If you seek a bank loan for it, you'll have to prepare a lot of documents before you can get the required cash. Most of these are meant to prove that you can pay the mortgage regularly. With
vendor finance, you'll more likely get a new home faster because you don't have to comply with too many requirements. The vendor will see to it you get the house quick because he's also interested in selling the house. Therefore, he won't burden you with too much paperwork prior to acquiring the house.
The seller will certainly enjoy the fact that he won't be bothered by any third party entity in completing the transaction for your home. This is because he doesn't have to ensure that someone from the bank is present when closing a deal. He'll also relish the idea of not having any real estate agent for the sale. He may need one if he's finding it hard to sell the house himself. The problem however is that a real estate agent will diminish any income made from the sale.
One other thing that you'll find good in vendor finance is your freedom to make improvements to the property at the earliest time possible. As soon as you occupy the home, you can already introduce some alterations that you may deem as necessary.
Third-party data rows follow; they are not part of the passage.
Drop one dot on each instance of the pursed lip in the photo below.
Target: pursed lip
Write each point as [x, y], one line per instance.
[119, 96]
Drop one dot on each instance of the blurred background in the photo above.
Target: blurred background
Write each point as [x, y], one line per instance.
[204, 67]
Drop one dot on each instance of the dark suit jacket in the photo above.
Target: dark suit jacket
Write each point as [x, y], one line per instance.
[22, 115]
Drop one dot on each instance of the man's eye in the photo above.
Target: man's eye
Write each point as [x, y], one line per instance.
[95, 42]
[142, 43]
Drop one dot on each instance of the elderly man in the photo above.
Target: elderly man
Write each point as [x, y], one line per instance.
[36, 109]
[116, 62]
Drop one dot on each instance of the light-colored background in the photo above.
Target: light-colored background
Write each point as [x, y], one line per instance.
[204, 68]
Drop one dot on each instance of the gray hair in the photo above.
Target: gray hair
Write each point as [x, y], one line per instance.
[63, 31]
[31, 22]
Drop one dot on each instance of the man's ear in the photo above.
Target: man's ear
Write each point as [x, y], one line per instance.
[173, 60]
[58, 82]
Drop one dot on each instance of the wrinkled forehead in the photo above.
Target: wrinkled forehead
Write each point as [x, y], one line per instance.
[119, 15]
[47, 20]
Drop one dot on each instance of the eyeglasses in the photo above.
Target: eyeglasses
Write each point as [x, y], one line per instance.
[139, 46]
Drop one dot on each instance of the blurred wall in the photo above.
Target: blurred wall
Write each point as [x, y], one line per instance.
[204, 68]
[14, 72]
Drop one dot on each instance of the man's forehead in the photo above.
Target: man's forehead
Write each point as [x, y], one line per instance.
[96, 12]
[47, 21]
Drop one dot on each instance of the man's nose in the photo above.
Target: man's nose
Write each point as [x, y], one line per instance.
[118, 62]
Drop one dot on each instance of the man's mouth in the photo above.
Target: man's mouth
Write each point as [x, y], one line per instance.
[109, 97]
This privilege is very important, especially if the house is a bit old. The improvements can be made even if you are still paying for the home.
Repossession should not worry you when you have vendor finance because there are no banks or creditors owning equity in your home. The seller can just fix the payment schedule or penalize you financially for delinquency. The penalties should be stipulated in your agreement though. Since the vendor is the one who faces the most risk, he may make sure that the agreement you made with him is binding as a legal document.